其它国家的体育直播,是否会发生这种现象?由于没有充分的调查,所以难以言喻。

不过,当我听到“黑发的罗伯斯庇尔”这个词的时候,有一些感慨。现代日本的大众社会,相当于一场法国大革命在发生。至少,电视台看透了这点。这种现象本身值得分析。这样的想法飘过我的头脑。

法国革命纪念日(7月14日),庆祝巴黎节的日本人,不止一点点。中国和韩国都没有。那样庆祝巴黎节难道是和“黑发罗伯斯庇尔”在共鸣呢吗。

说起来,革命时期以法国为舞台的“凡尔赛玫瑰”,也不可小觑。漫画招来很大的人气,宝冢少女歌剧的票房也获得了巨大的成功。菲尔逊伯爵打算帮助玛丽·安东尼德。以法国革命史为题材的作品的粉丝大有人在。

在文章一开头,我写到了对法国革命的叙述、叙述方式的历史感兴趣。也写到想重新再读一次桑原武夫和高桥幸八郎的书籍。

然而,光有这些,还不足以全面概括。日本的大众文化珍重描绘的法国革命史,绝不能从叙述的历史中删除。

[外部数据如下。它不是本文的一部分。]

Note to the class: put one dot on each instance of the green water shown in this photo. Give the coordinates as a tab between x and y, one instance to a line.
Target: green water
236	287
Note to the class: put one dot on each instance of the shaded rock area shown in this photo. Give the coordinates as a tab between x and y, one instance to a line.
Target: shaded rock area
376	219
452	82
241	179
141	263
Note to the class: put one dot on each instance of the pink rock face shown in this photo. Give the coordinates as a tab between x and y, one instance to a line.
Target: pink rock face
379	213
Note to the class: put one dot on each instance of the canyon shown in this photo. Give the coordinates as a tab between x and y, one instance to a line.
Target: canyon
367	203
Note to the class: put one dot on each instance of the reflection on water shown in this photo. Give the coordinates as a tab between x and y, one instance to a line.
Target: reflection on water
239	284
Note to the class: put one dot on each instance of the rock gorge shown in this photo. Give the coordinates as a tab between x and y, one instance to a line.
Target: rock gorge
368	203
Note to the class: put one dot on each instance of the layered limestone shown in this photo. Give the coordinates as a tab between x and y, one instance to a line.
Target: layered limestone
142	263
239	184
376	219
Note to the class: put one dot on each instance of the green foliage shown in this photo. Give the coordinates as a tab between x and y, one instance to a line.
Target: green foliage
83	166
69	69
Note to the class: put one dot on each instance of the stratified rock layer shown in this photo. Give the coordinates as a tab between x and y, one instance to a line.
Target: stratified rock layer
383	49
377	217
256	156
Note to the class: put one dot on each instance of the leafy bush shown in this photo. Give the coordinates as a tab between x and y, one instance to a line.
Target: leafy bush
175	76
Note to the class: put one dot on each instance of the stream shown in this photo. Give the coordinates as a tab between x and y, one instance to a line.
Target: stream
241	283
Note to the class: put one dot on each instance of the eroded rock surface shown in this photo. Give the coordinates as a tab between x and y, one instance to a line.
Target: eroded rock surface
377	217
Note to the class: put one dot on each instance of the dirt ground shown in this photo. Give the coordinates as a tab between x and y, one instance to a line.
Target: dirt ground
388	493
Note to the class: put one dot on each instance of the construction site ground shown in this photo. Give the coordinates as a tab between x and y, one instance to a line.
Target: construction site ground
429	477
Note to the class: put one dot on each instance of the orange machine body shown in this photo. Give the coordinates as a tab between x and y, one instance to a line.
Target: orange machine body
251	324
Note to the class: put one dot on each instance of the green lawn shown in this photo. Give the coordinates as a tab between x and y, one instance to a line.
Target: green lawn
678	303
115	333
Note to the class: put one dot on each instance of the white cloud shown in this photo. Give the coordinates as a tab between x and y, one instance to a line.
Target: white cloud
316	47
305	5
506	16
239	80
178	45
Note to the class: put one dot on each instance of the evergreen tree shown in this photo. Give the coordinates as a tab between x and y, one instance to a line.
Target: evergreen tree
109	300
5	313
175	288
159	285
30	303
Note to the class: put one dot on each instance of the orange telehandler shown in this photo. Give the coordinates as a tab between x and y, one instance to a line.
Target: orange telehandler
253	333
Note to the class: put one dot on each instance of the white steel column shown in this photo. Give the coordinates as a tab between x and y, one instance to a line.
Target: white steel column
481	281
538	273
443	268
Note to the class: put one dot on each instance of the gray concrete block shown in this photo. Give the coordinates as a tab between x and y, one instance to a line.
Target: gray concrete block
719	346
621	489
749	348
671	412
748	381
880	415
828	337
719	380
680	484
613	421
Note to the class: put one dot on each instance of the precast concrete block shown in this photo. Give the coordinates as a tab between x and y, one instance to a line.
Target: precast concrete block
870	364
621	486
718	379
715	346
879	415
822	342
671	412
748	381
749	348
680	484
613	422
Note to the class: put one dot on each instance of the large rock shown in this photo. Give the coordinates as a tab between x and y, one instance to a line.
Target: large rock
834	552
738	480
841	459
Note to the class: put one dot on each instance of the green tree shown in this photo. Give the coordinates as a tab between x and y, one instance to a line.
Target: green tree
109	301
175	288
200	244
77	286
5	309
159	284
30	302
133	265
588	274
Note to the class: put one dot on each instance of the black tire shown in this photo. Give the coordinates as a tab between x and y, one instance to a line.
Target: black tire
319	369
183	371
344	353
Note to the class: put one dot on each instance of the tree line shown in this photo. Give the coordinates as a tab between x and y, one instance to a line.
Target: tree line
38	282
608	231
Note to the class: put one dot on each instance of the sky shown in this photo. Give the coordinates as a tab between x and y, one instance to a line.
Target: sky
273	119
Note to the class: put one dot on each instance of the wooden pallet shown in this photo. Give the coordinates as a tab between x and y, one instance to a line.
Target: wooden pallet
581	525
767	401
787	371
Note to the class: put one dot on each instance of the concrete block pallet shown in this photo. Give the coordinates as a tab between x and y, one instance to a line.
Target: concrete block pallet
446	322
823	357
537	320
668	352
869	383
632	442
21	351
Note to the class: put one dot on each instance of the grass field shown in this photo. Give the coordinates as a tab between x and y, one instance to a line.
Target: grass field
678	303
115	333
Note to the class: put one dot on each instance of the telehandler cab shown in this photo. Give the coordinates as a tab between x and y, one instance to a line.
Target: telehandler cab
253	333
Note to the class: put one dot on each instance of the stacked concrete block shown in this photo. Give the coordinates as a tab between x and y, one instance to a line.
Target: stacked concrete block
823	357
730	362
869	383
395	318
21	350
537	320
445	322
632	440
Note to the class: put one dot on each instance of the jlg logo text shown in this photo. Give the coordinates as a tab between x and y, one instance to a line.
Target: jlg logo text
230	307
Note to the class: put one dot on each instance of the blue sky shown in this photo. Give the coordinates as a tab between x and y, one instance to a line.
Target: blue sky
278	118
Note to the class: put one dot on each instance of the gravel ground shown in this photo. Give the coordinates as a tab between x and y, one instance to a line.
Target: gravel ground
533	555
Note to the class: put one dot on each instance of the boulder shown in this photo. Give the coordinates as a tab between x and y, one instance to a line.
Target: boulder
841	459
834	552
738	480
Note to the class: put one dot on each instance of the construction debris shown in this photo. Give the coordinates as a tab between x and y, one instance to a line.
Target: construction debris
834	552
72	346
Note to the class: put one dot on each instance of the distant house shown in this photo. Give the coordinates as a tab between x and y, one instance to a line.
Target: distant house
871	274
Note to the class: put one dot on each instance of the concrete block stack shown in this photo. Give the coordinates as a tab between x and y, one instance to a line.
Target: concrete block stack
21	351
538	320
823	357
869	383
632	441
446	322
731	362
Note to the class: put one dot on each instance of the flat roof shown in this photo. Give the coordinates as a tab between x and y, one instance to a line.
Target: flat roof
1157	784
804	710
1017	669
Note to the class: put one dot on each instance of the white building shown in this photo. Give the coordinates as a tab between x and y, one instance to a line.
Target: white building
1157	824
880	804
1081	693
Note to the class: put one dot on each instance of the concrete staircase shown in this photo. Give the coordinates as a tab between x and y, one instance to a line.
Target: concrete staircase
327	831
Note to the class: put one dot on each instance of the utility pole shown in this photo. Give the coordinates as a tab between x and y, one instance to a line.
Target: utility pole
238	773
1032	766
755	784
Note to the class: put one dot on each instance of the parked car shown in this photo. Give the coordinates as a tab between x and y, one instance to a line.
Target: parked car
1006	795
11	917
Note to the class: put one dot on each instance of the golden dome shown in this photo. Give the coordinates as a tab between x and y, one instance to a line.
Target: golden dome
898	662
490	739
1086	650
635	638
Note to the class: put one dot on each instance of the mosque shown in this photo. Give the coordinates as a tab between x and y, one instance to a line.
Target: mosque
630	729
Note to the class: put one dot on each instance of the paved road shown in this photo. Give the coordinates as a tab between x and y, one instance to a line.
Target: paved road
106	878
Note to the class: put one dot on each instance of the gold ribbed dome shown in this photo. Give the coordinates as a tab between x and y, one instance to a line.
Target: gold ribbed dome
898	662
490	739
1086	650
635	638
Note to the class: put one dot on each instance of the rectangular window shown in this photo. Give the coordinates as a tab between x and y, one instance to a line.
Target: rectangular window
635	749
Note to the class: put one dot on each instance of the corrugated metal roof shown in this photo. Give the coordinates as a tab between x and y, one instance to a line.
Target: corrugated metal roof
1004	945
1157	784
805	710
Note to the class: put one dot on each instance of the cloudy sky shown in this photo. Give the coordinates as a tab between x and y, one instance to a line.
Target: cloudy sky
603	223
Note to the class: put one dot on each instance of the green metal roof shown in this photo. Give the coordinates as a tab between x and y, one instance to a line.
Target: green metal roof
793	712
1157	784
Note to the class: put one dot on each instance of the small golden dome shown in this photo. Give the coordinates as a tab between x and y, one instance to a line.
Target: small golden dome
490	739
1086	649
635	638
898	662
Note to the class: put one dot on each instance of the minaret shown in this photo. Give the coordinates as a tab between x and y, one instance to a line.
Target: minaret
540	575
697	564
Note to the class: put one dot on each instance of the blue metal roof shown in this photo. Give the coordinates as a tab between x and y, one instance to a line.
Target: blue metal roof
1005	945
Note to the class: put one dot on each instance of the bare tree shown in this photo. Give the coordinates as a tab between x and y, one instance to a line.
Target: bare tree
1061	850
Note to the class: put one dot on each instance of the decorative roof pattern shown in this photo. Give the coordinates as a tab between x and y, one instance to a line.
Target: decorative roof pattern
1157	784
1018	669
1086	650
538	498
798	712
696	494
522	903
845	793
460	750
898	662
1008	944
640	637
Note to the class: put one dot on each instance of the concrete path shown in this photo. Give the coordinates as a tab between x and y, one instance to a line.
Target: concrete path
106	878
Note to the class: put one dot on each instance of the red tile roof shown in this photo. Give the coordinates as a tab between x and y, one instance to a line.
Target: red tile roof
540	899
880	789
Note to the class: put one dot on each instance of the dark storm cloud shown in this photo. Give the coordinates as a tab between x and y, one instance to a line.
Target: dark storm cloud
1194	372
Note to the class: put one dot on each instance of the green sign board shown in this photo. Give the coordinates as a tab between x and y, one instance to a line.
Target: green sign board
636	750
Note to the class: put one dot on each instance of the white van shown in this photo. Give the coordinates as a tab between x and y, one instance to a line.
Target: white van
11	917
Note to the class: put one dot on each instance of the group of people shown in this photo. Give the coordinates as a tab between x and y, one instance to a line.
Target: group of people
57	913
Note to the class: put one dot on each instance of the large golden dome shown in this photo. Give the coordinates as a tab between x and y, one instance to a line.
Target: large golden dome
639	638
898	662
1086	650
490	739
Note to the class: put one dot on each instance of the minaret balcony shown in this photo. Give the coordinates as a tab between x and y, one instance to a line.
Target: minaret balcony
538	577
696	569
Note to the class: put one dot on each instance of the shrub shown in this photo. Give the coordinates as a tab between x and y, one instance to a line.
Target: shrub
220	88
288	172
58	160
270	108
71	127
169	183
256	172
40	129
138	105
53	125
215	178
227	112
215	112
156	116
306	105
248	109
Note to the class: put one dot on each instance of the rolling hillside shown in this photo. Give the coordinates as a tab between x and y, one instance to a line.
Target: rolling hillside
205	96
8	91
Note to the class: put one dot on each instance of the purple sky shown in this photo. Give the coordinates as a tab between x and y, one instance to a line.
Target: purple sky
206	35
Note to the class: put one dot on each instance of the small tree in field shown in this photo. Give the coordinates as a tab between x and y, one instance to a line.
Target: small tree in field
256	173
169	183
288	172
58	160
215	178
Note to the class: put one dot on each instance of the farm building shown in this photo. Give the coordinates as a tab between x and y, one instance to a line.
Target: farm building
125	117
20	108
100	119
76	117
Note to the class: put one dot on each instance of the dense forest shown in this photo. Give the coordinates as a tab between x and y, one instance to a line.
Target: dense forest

传统的人文学,目前对所谓亚文化的崛起一时不知所措。对漫画和动画的接触方式,尚未看到清晰的路径。“自上而下”而来的教育和“自下而上” 涌现的表达之间,有一个断层。

但是,如果把宝冢和职业摔跤都列在漫画可到达的高度的话,可以成为两者之间的互通的桥梁。也许可以找到日本的法国革命史研究和漫画等的接入点。并且,如果以漫画为台阶话,也许我的工作也可以延伸至法国⋯

我已经暴露了无聊的野心。好了,为了不让别人这么认为我,我想尽力开展自己的工作。

[译自公益财团法人三得利文化财团/CCC Media House发行的《ASTEION 总第81期(2014年)》,本文经该财团同意翻译转载。]